According to Rudaw correspondent in Diyarbakir, Mashala Dakak, since the announcement of the state of emergency in Turkey by President Recep Tayyip Erdogan last week, the police have raided many schools and offices of many organizations in and around Diyarbakir.
The organizations are accused and suspected of connection with the Fethullah Gulen movement, which Erdogan has blamed for staging the failed coup attempt to depose him.
Erdogan said in a speech over the weekend that 13,000 people have been arrested in connection to the coup attempt.
Activists and foreign observers however, believe the number is in the tens of thousands that include military personnel, judges, teachers and government employees.
The crackdowns are interpreted as Erdogan’s own attempt for absolute control of the state.

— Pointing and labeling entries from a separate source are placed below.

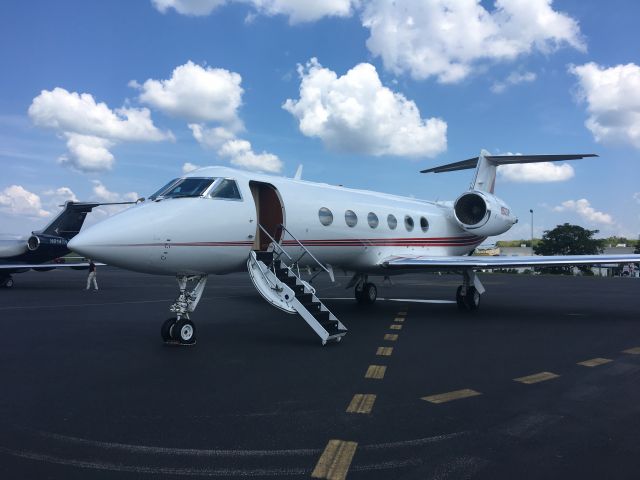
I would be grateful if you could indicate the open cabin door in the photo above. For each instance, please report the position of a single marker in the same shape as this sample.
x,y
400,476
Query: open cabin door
x,y
269,212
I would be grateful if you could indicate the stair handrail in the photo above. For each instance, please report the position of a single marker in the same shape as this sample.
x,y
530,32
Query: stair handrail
x,y
306,251
275,243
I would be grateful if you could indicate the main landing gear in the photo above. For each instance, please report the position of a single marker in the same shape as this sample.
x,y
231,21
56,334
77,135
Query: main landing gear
x,y
468,294
365,292
6,282
180,329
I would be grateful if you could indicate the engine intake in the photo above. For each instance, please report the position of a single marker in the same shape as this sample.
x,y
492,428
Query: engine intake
x,y
482,214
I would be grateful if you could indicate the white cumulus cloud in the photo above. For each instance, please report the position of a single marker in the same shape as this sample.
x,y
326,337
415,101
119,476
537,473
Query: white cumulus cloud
x,y
60,195
91,128
536,172
297,10
583,208
356,113
189,167
196,93
240,153
449,39
103,194
612,96
515,78
16,200
205,96
237,151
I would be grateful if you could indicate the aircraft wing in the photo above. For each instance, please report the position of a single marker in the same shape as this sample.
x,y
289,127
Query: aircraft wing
x,y
478,262
44,266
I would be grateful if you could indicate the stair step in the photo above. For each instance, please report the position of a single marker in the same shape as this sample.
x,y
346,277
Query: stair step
x,y
264,256
305,298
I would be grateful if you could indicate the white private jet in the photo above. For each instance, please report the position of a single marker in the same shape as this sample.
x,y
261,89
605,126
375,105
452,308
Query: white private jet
x,y
218,220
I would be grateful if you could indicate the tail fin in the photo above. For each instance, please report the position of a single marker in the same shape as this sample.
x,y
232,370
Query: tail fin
x,y
486,166
68,222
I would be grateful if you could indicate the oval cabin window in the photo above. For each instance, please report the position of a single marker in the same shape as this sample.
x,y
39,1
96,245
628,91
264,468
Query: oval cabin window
x,y
351,218
424,224
325,216
372,218
408,223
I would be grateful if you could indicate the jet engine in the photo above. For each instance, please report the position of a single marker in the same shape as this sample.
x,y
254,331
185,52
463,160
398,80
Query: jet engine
x,y
33,243
483,214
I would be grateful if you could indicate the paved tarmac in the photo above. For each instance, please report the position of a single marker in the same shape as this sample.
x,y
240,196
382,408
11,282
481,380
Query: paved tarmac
x,y
90,391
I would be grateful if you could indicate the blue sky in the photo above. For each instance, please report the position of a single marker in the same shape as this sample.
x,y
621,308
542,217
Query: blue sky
x,y
557,77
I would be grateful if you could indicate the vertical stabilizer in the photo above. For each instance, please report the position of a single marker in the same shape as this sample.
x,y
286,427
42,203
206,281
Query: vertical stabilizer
x,y
485,178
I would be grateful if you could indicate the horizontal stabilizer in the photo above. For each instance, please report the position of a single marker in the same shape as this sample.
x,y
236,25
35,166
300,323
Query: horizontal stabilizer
x,y
505,160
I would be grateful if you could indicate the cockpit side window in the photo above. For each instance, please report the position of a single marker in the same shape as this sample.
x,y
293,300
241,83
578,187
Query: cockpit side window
x,y
186,187
165,187
225,188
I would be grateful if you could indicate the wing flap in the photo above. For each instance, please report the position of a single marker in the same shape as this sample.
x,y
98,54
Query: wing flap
x,y
419,262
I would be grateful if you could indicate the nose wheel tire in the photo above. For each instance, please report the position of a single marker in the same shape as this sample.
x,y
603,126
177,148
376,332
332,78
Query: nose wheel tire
x,y
165,331
367,295
184,331
178,331
470,301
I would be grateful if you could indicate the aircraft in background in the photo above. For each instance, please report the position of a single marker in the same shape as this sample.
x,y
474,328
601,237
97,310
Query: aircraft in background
x,y
218,220
23,254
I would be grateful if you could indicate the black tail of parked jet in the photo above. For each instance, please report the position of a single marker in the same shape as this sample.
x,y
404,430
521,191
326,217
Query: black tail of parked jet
x,y
68,222
36,251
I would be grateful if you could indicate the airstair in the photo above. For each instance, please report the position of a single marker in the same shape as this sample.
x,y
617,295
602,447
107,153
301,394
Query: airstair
x,y
276,276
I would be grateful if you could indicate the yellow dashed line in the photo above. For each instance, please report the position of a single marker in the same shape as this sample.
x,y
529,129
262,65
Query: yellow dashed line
x,y
449,396
375,371
361,403
537,377
384,351
594,362
335,461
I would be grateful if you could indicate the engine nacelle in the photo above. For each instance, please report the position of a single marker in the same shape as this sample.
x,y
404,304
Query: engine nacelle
x,y
483,214
33,243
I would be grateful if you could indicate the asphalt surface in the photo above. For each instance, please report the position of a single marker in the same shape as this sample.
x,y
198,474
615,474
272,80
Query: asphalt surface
x,y
90,391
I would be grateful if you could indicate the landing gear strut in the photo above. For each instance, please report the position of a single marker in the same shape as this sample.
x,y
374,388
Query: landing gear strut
x,y
180,329
366,292
468,294
6,282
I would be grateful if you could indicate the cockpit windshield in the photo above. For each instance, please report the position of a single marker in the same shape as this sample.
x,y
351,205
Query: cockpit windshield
x,y
184,187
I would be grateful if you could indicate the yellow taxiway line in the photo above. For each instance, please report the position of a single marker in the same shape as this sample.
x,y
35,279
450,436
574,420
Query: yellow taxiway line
x,y
449,396
335,461
536,377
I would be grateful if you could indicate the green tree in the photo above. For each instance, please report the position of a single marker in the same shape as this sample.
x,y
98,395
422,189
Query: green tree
x,y
568,239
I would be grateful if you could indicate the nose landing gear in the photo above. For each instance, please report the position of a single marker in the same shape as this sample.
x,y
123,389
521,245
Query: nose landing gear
x,y
180,329
468,294
365,292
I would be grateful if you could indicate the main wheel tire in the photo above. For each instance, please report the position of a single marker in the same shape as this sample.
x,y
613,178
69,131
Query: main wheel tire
x,y
370,293
165,330
184,331
472,298
462,305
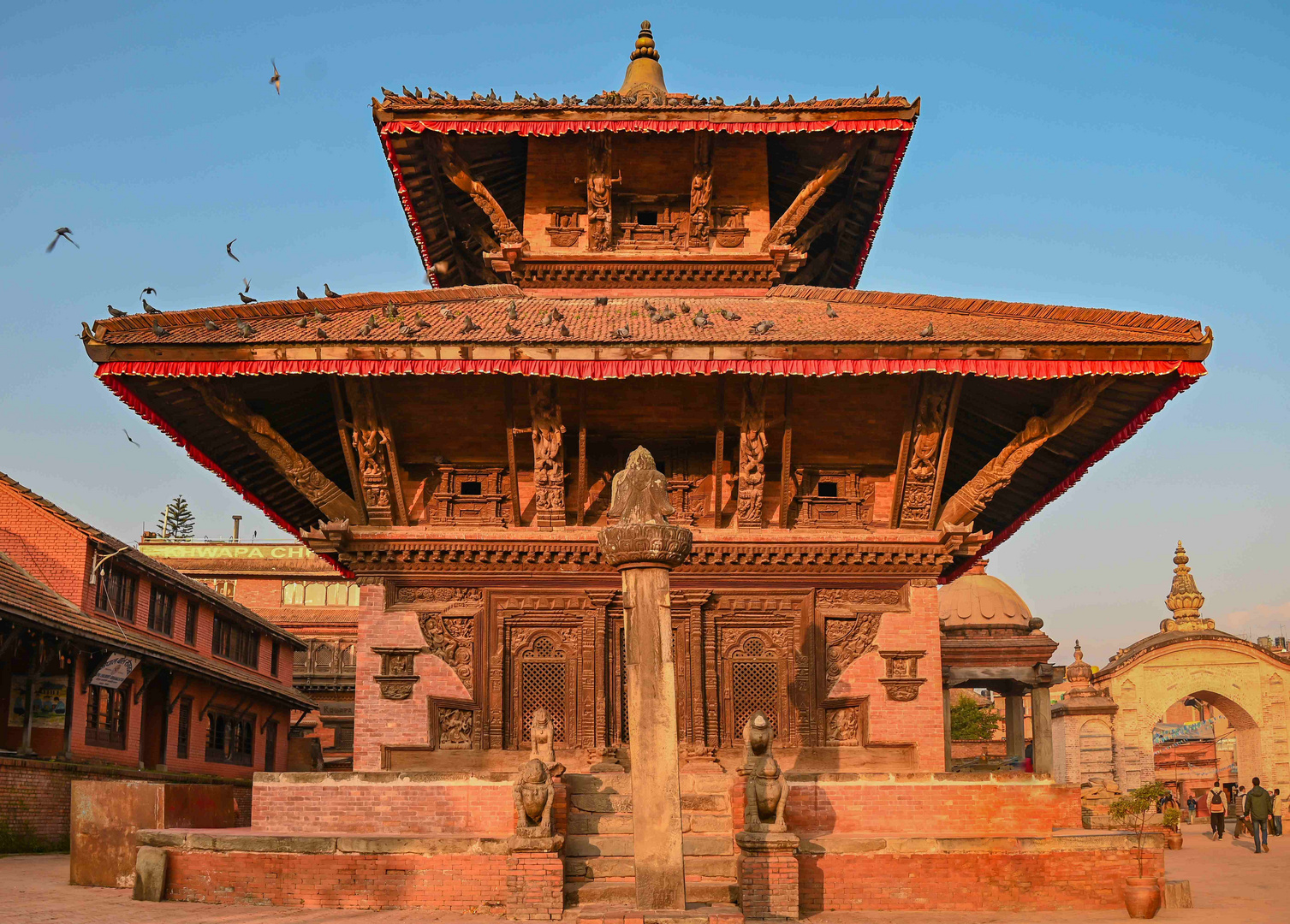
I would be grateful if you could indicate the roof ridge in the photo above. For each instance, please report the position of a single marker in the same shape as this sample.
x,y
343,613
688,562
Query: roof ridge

Kurdish activists and civil society organizations have been subject to police raids and arrests in the past. This time however, the target in Kurdish areas such as Diyarbakir seems focused on organizations and personnel linked to Gulen’s Hizmet movement.
Both president Erdogan and Turkey’s Foreign Minister Mevlut Cavusoglu have insisted that the United States must extradite Gulen to be tried for orchestrating the coup.
Turkish Prime Minister Binali Yildirim said that Ankara has sent an official request to Washington for Gulen’s extradition.
“We have sent four dossiers to the United States for the extradition of the terrorist chief,” he told a meeting of the ruling Justice and Development Party (AKP), according to Turkey’s Anadolu agency.
The US State Department’s deputy spokesman Mark Toner confirmed that Turkey had sent materials “which we are in the process of analyzing,” in order to ascertain if Turkey’s claims about Gulen are true.